If you think that some particular health care or health insurance reform proposal is ultimately good for the people, then you should be able to point to provisions that transfer power from the corporations to the people — but I don't see any in the bill which the Obama administration is trying to defend. It's true that health insurance companies wouldn't be able to deny people for pre-existing conditions, for example, but they would be allowed to charge people a whole lot more for pre-existing conditions — and they'll get it, too, even if it requires federal subsidies.

Indeed, all of the so-called "reforms" in the bill supported by the Obama administration are coupled with provisions that allow the corporations to charge more and more money for health insurance. By all accounts, the insurance corporations like everything in the bill and oppose nothing. Everything that they did oppose — everything that would have negatively impacted their power and profits over the long term — has been stripped out. Shouldn't that tell you something very, very important? When you give the other side everything they want, and with little or no fight, that's not called "compromise," that's called "being compromised."

Apologists for the weakened "reform" legitimately argue that even a bad bill gets the ball rolling and creates a foundation to build upon, but this requires that we trust that those in power will act in our interests to improve things down the road. Should we? Given how poor their performance has been so far, I don't think so. This argument would be much stronger if the current bill were more balanced between good and bad, thus showing that the people asking us to trust them to fix it are already trustworthy enough to understand what real reform requires and to fight hard enough to get some of that when they set out to do so.

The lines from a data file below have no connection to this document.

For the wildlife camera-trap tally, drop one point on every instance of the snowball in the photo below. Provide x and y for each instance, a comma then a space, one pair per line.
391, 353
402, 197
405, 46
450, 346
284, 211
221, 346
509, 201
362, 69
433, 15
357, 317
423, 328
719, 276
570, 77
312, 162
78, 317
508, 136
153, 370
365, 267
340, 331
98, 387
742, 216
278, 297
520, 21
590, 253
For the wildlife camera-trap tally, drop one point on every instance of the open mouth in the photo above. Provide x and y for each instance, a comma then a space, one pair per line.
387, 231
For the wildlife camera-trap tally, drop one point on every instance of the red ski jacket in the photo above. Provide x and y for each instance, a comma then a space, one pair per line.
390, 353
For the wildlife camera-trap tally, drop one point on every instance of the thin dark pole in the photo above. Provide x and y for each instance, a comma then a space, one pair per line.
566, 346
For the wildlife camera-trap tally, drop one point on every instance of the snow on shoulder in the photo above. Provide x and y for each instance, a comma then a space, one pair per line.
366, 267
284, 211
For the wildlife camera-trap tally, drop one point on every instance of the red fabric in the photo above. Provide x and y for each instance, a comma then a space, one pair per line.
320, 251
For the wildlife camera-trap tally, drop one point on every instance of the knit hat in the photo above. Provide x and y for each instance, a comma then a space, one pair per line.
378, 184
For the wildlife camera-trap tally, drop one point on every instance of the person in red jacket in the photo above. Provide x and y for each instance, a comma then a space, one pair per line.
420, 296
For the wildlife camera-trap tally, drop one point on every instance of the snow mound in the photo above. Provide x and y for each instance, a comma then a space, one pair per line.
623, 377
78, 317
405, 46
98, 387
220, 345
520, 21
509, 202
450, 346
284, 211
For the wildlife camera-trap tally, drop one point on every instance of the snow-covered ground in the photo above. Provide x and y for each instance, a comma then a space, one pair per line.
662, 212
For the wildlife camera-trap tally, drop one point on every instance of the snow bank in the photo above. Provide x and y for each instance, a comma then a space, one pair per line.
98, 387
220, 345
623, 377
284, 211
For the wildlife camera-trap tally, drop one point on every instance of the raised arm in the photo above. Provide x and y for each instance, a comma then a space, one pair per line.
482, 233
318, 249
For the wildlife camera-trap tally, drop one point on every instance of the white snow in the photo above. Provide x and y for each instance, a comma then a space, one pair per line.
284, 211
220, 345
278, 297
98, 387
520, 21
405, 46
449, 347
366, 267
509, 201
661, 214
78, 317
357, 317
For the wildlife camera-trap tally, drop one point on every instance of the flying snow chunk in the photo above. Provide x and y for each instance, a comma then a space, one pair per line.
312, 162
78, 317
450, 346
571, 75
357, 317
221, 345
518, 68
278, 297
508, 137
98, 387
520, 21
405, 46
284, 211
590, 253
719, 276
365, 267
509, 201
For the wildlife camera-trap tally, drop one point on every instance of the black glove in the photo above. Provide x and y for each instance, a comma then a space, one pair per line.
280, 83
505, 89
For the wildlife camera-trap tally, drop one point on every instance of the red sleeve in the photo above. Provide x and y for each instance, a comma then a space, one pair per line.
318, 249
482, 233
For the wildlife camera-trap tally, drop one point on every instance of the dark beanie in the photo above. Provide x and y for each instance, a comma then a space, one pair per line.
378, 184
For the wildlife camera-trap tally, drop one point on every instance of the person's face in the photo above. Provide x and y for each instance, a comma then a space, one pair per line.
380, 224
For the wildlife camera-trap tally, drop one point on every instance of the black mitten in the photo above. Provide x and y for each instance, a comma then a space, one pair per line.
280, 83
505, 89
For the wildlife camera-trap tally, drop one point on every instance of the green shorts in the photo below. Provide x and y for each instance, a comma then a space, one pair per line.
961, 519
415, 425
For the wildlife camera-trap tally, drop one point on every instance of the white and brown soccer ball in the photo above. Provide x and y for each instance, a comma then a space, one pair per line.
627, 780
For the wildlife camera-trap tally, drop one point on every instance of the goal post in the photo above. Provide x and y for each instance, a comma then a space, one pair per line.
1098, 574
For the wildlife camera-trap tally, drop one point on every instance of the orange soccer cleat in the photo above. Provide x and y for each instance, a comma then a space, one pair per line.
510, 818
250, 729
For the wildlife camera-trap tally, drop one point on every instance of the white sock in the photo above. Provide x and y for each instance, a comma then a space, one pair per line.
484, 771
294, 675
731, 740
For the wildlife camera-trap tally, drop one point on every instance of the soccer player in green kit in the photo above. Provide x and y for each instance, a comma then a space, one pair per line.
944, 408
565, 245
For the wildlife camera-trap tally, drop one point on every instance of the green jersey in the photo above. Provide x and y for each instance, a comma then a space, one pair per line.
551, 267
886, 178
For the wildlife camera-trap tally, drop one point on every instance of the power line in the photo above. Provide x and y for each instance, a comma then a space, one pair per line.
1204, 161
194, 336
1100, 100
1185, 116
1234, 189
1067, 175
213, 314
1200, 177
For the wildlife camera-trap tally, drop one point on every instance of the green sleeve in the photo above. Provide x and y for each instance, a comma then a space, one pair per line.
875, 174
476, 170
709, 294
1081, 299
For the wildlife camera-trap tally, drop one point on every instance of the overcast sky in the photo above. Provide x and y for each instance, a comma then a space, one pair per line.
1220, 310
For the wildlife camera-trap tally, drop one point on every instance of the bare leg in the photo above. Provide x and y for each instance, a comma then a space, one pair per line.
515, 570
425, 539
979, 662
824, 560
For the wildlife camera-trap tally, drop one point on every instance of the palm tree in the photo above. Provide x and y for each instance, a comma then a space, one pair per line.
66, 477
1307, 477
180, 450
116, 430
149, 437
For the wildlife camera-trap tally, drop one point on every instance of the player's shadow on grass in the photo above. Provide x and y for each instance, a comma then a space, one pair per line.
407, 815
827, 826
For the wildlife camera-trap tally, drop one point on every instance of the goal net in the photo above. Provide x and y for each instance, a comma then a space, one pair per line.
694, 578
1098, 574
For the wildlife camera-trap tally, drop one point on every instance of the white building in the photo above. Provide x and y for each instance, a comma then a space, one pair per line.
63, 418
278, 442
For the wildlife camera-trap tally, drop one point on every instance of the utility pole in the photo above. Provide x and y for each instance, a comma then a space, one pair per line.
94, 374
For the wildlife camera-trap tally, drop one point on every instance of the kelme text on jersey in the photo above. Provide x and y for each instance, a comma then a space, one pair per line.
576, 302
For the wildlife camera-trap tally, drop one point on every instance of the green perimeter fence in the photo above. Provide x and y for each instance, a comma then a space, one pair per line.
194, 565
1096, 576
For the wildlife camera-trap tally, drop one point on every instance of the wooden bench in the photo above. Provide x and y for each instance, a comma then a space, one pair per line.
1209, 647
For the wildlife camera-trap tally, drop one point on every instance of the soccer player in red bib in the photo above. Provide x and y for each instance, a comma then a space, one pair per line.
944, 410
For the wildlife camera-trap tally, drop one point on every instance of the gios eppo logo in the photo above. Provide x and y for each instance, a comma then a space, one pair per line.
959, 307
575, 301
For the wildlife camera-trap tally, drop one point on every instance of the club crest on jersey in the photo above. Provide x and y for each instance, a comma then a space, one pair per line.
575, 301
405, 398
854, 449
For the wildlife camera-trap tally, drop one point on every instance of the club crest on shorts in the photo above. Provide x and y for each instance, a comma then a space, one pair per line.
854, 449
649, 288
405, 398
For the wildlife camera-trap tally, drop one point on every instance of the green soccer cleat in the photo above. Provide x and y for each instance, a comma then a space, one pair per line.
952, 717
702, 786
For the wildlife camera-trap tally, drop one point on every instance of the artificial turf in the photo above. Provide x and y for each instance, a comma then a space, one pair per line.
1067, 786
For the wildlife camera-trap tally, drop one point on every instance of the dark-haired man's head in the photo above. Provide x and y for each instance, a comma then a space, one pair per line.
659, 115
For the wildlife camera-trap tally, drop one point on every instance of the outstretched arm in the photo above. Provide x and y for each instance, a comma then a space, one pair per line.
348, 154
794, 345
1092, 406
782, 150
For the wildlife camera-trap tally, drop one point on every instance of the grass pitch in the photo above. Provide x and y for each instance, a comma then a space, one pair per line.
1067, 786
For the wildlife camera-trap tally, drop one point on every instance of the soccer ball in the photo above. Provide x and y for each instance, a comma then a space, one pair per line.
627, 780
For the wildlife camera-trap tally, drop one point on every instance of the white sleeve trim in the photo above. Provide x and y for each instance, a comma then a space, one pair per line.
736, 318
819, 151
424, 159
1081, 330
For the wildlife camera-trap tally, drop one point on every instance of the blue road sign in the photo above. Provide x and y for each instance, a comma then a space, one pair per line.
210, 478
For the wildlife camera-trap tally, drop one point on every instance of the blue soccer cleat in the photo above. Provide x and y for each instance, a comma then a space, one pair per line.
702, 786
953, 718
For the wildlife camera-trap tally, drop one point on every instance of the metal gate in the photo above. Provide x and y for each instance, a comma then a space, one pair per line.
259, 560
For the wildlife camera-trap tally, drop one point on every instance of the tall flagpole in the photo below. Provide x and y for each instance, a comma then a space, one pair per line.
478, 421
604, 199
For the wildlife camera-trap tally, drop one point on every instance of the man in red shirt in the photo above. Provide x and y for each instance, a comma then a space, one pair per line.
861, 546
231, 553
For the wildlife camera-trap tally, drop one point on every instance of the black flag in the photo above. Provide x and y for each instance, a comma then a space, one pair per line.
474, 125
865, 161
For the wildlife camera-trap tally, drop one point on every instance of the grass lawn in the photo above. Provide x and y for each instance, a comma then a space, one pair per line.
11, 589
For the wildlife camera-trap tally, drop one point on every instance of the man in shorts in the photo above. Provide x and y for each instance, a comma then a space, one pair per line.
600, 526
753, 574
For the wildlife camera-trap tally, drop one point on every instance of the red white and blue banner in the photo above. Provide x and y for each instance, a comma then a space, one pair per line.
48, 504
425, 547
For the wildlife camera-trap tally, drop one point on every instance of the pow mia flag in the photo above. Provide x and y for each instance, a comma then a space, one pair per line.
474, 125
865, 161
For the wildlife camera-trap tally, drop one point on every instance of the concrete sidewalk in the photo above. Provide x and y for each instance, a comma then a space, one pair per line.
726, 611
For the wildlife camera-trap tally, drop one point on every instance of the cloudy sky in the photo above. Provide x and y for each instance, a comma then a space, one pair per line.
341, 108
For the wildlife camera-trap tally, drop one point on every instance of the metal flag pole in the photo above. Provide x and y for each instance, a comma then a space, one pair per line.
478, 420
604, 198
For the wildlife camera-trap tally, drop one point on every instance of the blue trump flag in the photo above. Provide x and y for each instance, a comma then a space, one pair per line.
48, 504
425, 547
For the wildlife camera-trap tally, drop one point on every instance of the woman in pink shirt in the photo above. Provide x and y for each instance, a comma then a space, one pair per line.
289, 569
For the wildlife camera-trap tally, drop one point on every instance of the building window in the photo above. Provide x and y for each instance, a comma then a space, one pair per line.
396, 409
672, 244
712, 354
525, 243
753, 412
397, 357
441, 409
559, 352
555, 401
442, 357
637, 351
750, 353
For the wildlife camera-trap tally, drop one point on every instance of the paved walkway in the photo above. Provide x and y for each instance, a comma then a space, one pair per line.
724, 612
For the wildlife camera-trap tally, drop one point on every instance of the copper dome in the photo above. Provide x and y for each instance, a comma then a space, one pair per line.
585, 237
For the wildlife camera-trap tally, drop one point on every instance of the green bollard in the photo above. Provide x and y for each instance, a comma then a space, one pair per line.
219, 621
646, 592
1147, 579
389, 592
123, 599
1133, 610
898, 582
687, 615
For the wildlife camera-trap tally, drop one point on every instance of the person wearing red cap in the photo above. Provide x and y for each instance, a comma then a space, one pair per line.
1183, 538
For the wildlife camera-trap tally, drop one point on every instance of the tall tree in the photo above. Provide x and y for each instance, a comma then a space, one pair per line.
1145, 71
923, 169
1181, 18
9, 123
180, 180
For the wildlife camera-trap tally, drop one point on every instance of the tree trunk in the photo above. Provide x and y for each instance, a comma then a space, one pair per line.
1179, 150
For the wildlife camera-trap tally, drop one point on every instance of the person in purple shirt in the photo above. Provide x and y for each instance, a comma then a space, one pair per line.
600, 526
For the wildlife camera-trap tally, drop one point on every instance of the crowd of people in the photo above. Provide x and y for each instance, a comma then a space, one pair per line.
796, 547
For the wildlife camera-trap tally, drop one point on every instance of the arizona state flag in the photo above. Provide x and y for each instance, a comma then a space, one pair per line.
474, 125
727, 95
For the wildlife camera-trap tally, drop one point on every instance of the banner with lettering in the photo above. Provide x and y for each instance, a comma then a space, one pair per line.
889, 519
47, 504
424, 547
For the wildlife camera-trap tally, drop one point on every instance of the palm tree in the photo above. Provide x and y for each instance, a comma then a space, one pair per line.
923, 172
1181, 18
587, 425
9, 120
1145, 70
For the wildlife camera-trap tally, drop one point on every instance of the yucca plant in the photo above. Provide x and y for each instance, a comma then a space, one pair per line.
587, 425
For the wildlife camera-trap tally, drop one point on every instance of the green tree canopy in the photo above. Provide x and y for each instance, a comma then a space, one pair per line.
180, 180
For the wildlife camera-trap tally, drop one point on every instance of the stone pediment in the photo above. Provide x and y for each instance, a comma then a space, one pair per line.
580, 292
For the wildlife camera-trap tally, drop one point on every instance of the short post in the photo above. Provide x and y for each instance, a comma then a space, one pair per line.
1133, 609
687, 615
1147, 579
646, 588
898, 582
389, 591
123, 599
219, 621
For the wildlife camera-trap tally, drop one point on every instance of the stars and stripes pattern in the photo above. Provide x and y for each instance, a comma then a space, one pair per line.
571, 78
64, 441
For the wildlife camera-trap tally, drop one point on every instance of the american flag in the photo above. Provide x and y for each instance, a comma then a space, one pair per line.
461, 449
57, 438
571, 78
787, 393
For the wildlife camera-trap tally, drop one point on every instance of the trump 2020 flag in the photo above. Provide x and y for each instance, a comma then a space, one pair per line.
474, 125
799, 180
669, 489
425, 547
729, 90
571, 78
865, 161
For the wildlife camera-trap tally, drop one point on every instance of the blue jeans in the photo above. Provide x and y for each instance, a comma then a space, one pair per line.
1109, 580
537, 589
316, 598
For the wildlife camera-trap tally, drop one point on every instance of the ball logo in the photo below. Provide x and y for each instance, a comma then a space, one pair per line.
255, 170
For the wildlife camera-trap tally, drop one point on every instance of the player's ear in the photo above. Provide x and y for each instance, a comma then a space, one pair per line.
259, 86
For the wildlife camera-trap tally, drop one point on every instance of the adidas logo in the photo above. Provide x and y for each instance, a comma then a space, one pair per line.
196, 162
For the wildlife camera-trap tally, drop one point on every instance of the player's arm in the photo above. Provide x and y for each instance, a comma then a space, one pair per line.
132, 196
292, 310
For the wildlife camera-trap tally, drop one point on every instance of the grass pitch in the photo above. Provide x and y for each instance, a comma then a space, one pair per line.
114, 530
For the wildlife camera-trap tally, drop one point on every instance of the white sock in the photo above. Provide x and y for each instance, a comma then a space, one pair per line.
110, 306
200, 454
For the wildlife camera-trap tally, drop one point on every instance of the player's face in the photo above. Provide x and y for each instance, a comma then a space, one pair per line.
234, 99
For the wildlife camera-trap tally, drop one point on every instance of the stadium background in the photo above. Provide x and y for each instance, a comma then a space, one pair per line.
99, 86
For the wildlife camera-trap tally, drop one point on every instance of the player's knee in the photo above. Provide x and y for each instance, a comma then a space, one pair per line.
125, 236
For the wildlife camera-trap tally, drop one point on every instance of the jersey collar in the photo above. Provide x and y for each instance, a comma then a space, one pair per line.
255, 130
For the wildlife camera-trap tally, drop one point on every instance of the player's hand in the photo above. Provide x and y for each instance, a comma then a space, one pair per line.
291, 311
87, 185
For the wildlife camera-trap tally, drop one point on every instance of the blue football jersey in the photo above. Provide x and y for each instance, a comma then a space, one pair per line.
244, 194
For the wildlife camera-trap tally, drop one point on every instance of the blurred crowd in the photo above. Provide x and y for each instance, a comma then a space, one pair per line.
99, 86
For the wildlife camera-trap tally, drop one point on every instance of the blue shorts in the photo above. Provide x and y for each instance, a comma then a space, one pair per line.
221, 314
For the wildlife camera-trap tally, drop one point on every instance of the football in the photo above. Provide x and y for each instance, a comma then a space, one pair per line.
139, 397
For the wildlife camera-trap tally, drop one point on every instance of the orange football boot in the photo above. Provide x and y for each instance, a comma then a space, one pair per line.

We certainly shouldn't fall for the fear mongering about how we have to act quickly or everything will fall apart entirely — that unless this bill is passed right now, that the government will go bankrupt or there won't be any attempts at reform for a decade or two. Notice the contradiction? If the results of not passing this bill right now are so dire, why would it take so long to revisit the issue? That only makes sense if the politicians are too incompetent to address an immediate crisis, in which case their current proposal definitely can't be trusted.

Money is power, so the transfer of money from the public to the private corporations is a transfer of power from public to private control. The corporations will end up with more power in the end, not less, which is necessarily the antithesis of reform. Corporations which already have enough power to prevent real reform now will be given far more power, thus making them both more reluctant to allow real reform in the future as well as more able to block it.

This isn't better than nothing, it's worse because transferring more money and power to the corporations and ruling class will make real reform harder and harder in the long run. The people asking us to trust them to improve a bad bill over time are therefore asking us to support a bill which will make accomplishing that goal harder over time, not easier. If they know this, then they are lying to us; if they don't know this, then they have been so compromised by corporatism that they will never truly represent our interests anyway.